Low levels of vitamin A in the brain are linked to higher dementia risk
Vitamin D has been a key component of one’s health for a long time. Vitamin D is essential for bone healthTrustedSource, and past research has shown that vitamin D plays an important part in the immune system functionTrustedSource.
Vitamin D deficiency has also been linked to cardiovascular diseaseTrustedSource and respiratory diseases such as acute respiratory distress syndrome (ARDS).
Researchers from the University of South Australia have added to this list by claiming that they have evidence linking vitamin deficiency with an increased risk of stroke and dementia.
The American Journal of Clinical NutritionTrusted Source published the study.
What is dementia?
A group of diseasesTrustedSource that can affect cognitive abilities, called “dementia”, is the term used to describe a condition known as dementia. People with dementia have difficulty thinking, remembering, and communicating normally.
Globally, more than 55 million people are living with dementia. According to researchers, that number could rise to 78 millions by 2030.

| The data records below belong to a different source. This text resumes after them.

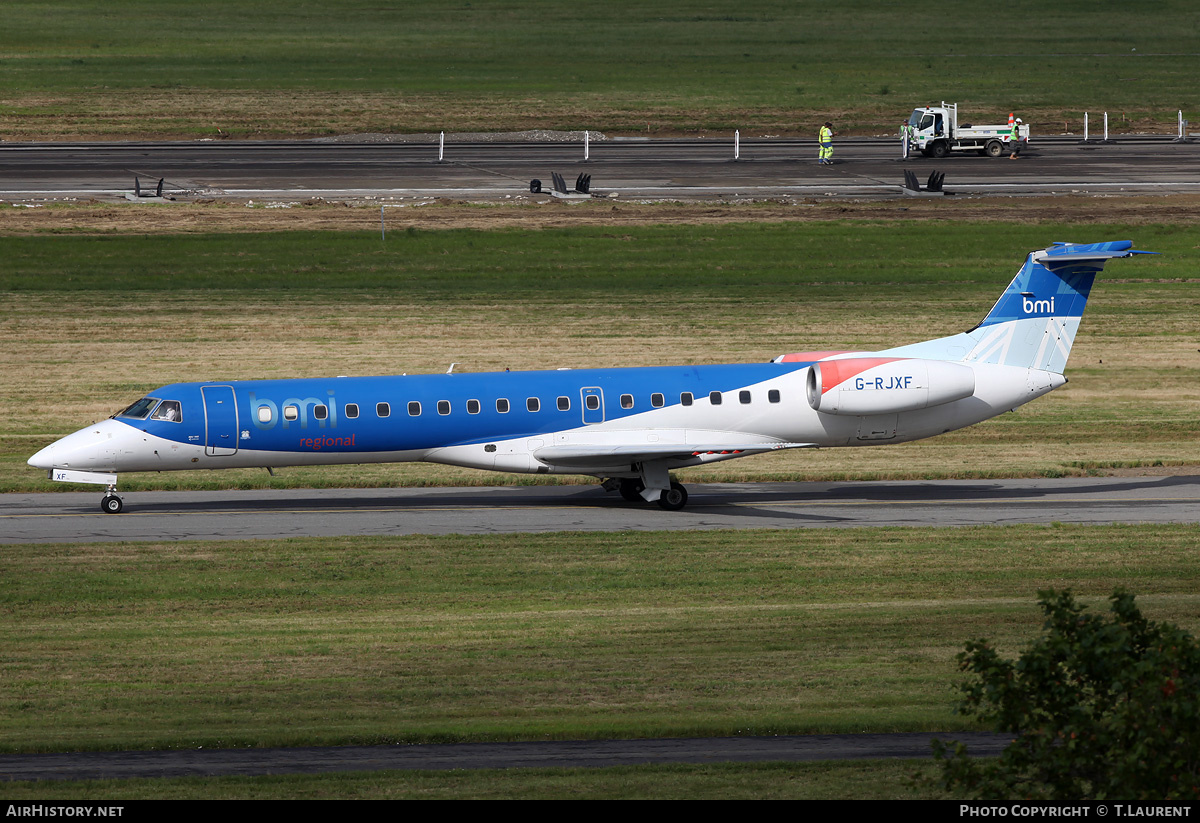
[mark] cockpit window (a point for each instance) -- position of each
(141, 409)
(168, 409)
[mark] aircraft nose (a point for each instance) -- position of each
(78, 450)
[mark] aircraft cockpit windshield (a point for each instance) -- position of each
(139, 410)
(168, 409)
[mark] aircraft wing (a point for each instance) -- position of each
(582, 456)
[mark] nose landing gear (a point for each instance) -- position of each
(112, 504)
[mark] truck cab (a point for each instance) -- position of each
(935, 132)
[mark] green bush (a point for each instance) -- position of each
(1099, 708)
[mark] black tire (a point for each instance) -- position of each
(675, 498)
(631, 490)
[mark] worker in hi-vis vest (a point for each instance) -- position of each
(825, 157)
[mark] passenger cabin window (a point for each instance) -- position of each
(168, 410)
(138, 410)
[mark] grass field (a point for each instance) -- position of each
(862, 780)
(90, 323)
(381, 640)
(265, 67)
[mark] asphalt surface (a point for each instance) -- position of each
(703, 168)
(245, 515)
(559, 755)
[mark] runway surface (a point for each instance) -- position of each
(699, 168)
(558, 755)
(244, 515)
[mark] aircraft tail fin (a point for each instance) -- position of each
(1033, 323)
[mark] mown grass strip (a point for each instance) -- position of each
(335, 66)
(336, 641)
(863, 780)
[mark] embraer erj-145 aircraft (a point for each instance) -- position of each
(628, 427)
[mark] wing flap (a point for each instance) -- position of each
(607, 455)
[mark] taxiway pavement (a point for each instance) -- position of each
(245, 515)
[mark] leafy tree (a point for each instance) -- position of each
(1099, 709)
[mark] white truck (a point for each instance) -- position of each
(935, 132)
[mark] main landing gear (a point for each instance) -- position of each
(633, 490)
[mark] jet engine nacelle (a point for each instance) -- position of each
(886, 385)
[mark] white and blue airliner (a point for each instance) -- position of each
(628, 427)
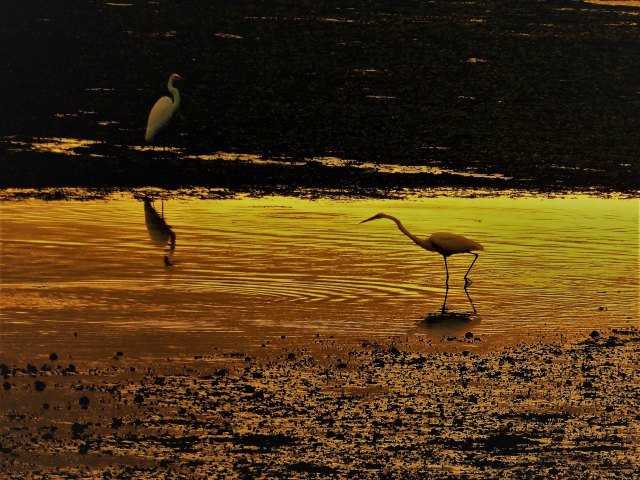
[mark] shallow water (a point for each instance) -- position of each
(90, 274)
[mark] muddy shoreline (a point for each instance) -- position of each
(552, 407)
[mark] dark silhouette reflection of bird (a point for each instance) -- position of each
(163, 110)
(446, 244)
(160, 232)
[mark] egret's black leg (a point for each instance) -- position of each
(468, 282)
(446, 292)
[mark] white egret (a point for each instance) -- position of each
(446, 244)
(163, 110)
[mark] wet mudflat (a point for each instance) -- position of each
(403, 408)
(92, 276)
(285, 340)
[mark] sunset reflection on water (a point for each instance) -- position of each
(247, 269)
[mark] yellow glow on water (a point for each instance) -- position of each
(248, 268)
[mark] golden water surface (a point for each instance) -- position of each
(87, 275)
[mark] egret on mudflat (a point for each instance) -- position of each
(446, 244)
(163, 110)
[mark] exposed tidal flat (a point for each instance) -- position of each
(556, 407)
(285, 340)
(210, 307)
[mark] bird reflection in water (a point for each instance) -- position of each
(160, 232)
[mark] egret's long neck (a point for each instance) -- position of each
(417, 240)
(176, 94)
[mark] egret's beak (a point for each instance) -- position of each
(369, 219)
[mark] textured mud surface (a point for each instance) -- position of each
(556, 408)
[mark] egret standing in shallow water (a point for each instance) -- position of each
(446, 244)
(163, 110)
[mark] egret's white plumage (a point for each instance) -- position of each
(446, 244)
(163, 110)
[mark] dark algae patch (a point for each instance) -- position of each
(543, 93)
(380, 414)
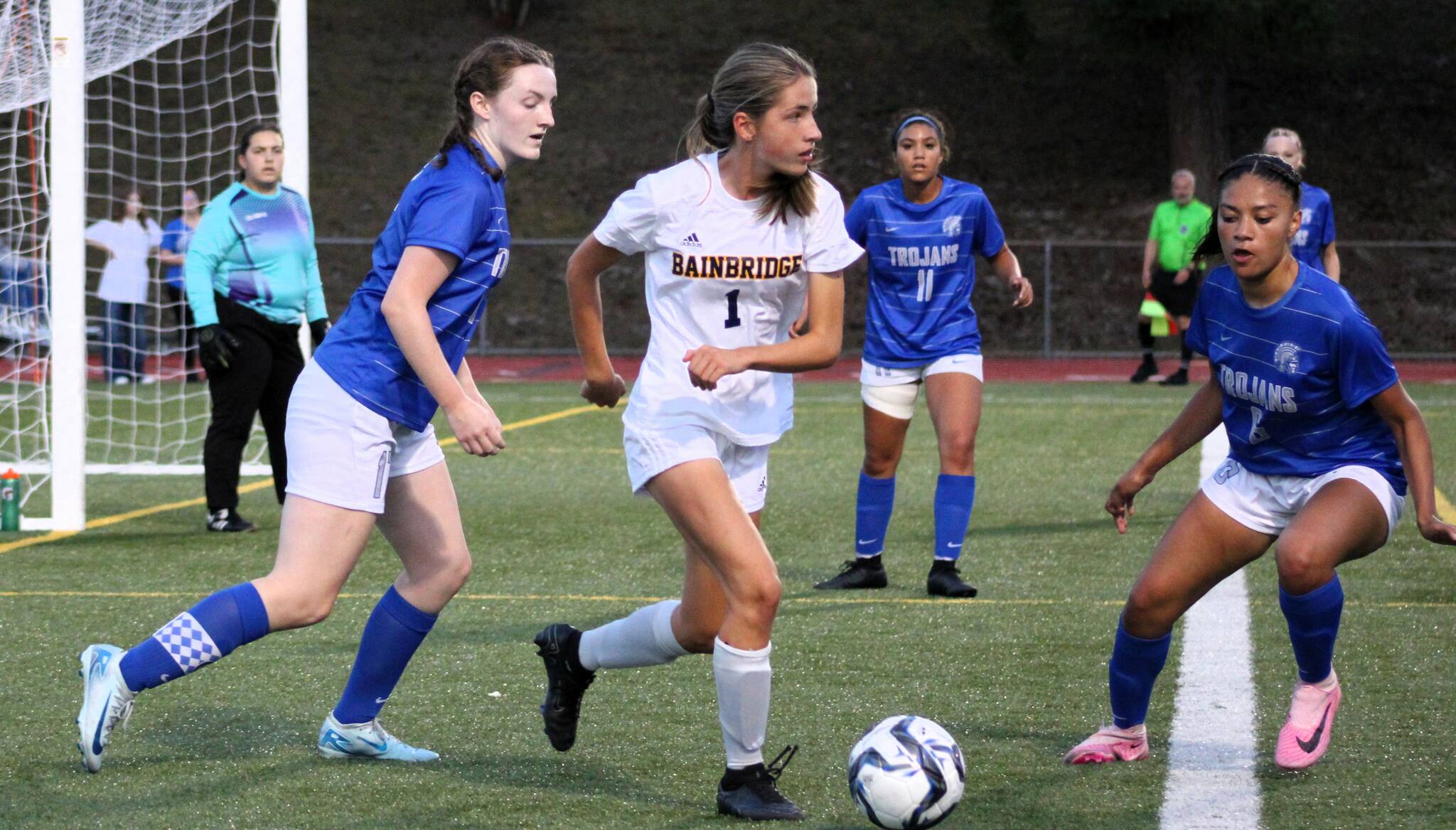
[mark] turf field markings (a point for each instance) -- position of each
(623, 599)
(251, 487)
(1210, 750)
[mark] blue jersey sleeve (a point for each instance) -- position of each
(450, 216)
(211, 241)
(989, 235)
(1365, 365)
(314, 308)
(857, 220)
(171, 236)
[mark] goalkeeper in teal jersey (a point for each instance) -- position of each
(252, 274)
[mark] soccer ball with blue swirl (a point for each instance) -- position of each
(906, 772)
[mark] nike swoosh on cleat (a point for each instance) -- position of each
(97, 748)
(1314, 740)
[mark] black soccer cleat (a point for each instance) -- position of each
(1145, 370)
(858, 573)
(229, 522)
(1175, 379)
(946, 581)
(751, 792)
(565, 684)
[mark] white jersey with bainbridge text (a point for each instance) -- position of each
(718, 274)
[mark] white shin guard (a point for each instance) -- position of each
(641, 638)
(743, 680)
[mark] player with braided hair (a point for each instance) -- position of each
(1324, 441)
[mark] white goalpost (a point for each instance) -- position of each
(101, 98)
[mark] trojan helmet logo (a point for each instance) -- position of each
(1286, 357)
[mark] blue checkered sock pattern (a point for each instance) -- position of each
(1314, 624)
(392, 634)
(872, 509)
(207, 631)
(954, 498)
(1132, 672)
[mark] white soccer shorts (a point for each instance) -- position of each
(1267, 505)
(343, 453)
(654, 452)
(893, 391)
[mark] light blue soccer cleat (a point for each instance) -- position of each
(105, 702)
(366, 742)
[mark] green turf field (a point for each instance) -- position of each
(1017, 676)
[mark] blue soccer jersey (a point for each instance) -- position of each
(1297, 377)
(1317, 226)
(456, 209)
(922, 269)
(176, 236)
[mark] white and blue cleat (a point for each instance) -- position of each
(105, 702)
(366, 742)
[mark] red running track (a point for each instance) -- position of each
(497, 369)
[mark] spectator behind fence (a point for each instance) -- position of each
(129, 238)
(1172, 286)
(176, 236)
(1315, 241)
(251, 271)
(22, 293)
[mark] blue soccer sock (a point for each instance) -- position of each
(207, 631)
(872, 509)
(954, 498)
(1314, 622)
(1132, 672)
(392, 634)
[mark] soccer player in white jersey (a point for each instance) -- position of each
(924, 232)
(739, 238)
(361, 451)
(1324, 448)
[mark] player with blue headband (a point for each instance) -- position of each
(922, 232)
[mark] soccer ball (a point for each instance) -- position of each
(906, 772)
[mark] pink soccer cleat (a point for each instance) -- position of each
(1305, 735)
(1111, 745)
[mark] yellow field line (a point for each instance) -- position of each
(129, 516)
(623, 599)
(1443, 507)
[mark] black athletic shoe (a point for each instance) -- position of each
(751, 792)
(1145, 370)
(858, 573)
(946, 581)
(1175, 379)
(229, 522)
(565, 684)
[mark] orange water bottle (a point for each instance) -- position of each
(11, 500)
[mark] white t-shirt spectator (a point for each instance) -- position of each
(126, 277)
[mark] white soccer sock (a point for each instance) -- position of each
(743, 680)
(641, 638)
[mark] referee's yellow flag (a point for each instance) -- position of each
(1164, 323)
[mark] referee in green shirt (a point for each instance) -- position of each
(1178, 225)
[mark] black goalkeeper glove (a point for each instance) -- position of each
(318, 330)
(218, 348)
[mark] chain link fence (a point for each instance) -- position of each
(1086, 302)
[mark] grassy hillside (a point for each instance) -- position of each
(1069, 141)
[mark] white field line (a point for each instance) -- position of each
(1210, 755)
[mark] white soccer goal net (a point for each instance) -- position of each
(166, 87)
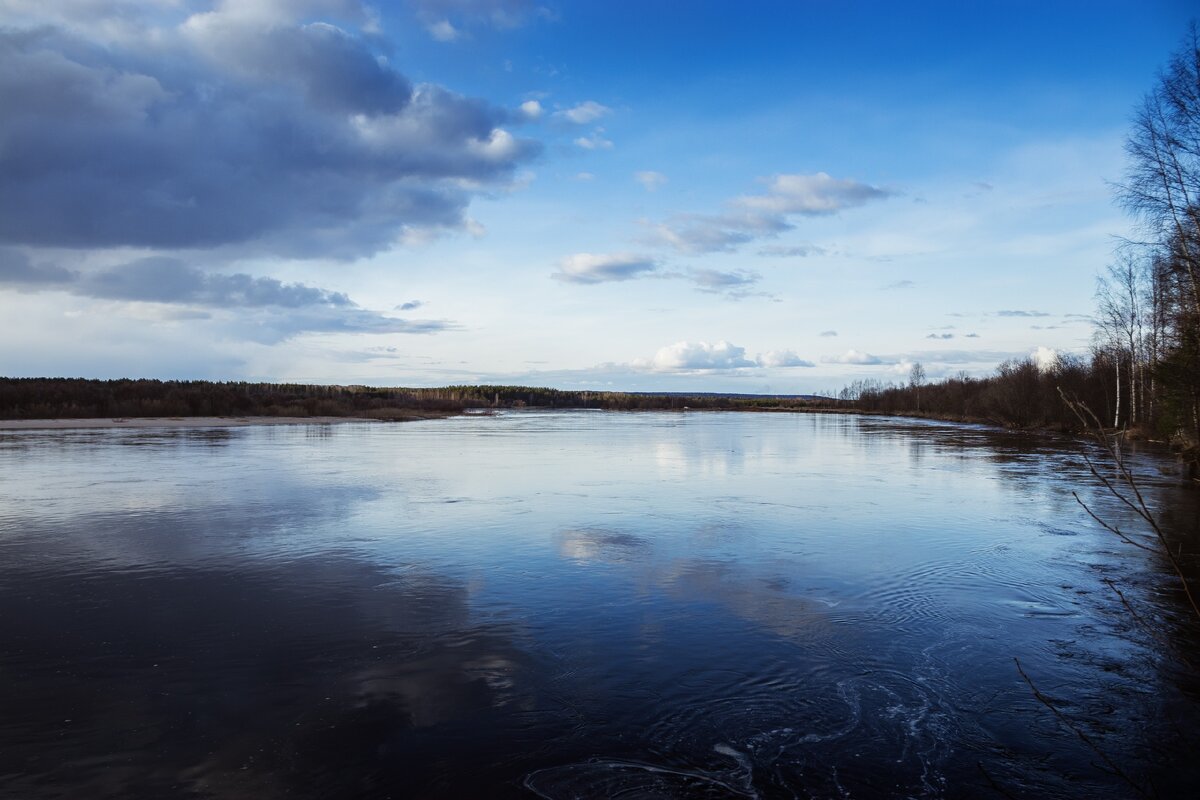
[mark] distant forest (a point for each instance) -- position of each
(1143, 371)
(36, 398)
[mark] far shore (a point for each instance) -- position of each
(201, 421)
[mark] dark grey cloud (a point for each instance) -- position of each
(18, 270)
(267, 310)
(293, 138)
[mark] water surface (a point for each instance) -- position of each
(575, 605)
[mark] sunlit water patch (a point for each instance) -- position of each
(579, 605)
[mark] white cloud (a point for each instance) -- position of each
(760, 216)
(443, 31)
(810, 194)
(585, 113)
(594, 142)
(1045, 358)
(783, 359)
(600, 268)
(853, 356)
(688, 356)
(651, 179)
(531, 109)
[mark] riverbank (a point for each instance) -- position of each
(210, 421)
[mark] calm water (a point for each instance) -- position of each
(577, 605)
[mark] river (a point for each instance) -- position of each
(585, 603)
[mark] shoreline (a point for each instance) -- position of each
(197, 421)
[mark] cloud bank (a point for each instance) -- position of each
(282, 128)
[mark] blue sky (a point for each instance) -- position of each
(705, 196)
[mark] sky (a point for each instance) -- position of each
(768, 197)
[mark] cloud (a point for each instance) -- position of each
(594, 142)
(583, 113)
(697, 234)
(601, 268)
(810, 196)
(267, 308)
(855, 358)
(1045, 358)
(757, 216)
(531, 109)
(651, 180)
(499, 14)
(689, 356)
(718, 281)
(783, 359)
(17, 270)
(443, 31)
(793, 251)
(291, 136)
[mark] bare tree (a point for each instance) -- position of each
(916, 379)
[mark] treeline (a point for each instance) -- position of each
(1144, 371)
(47, 398)
(1021, 394)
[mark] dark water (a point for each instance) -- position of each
(581, 605)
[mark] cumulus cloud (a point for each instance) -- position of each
(783, 359)
(756, 216)
(1045, 358)
(690, 356)
(651, 180)
(856, 358)
(276, 127)
(531, 109)
(600, 268)
(593, 142)
(583, 113)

Alzheimer’s disease is the most common form of dementia. It accounts for between 60% and 70% of all dementia cases.
There are also other types of dementia:
Lewy body dementia
Frontotemporal dementiaTrusted Source
Parkinson’s disease dementia
Huntington’s diseaseTrusted source
Past researchTrusted Source has shown that stroke victims are at higher risk for developing dementia.
Vitamin D: A New light
For this study, researchers analyzed the genetic data of nearly 295,000 participants from the UK Biobank biomedical databases. To determine if a person is at risk of stroke or dementia, scientists measured the genetic variations in participants to discover how low vitamin D levels affected their neuroimaging.
Research has shown that a lower level of vitamin D is associated with lower brain volumeTrustedSource and a higher risk of stroke and dementia. Their genetic analysis also supports the causal effect of vitamin D deficiency on dementia.
Hypponen answered a question about how the research could help prevent strokes and dementia in the future.
She said, “This is likely not only to help dementia risk, but also for overall well-being.” “I believe strategies for food fortification containing vitamin D should be seriously considered. In countries where it has been done before, it has been possible for the concentrations to drop at the population level.
Vitamin D and dementia
The umbrella term dementia refers to a range of symptoms that can impact daily life, such as memory loss or difficulties with cognition.
Alzheimer’s disease is the most prevalent form of dementia. According to the Centers for Disease Control and Prevention, there are approximately 5.8 million Americans living with Alzheimer’s or related dementias.
Marilyn Tan, a clinical associate professor in medicine at Stanford University’s Endocrinology, Gerontology, and Metabolism Department in California, is Dr.
She stated that although more research is required to confirm the beneficial effects of vitamin D, vitamin D supplementation can be safely used and may offer other health benefits.
Tan explained to Healthline that the important thing to take away from this study was to remind people about regular routine health care, regular checkups and getting their labs checked. Supplementing vitamin D can help you get your levels back up, especially for bone health. And, it may also reduce your risk of developing dementia. Potentially. It’s hard to say, as we don’t know if there was a trial with vitamin D supplementation that showed an increase in dementia risk.
These activities are unlikely to cause any harm. Vitamin D is a good option. That’s why I believe there’s so much demand. She said that although the intervention might not make a significant difference in your outcome, it is unlikely to harm.”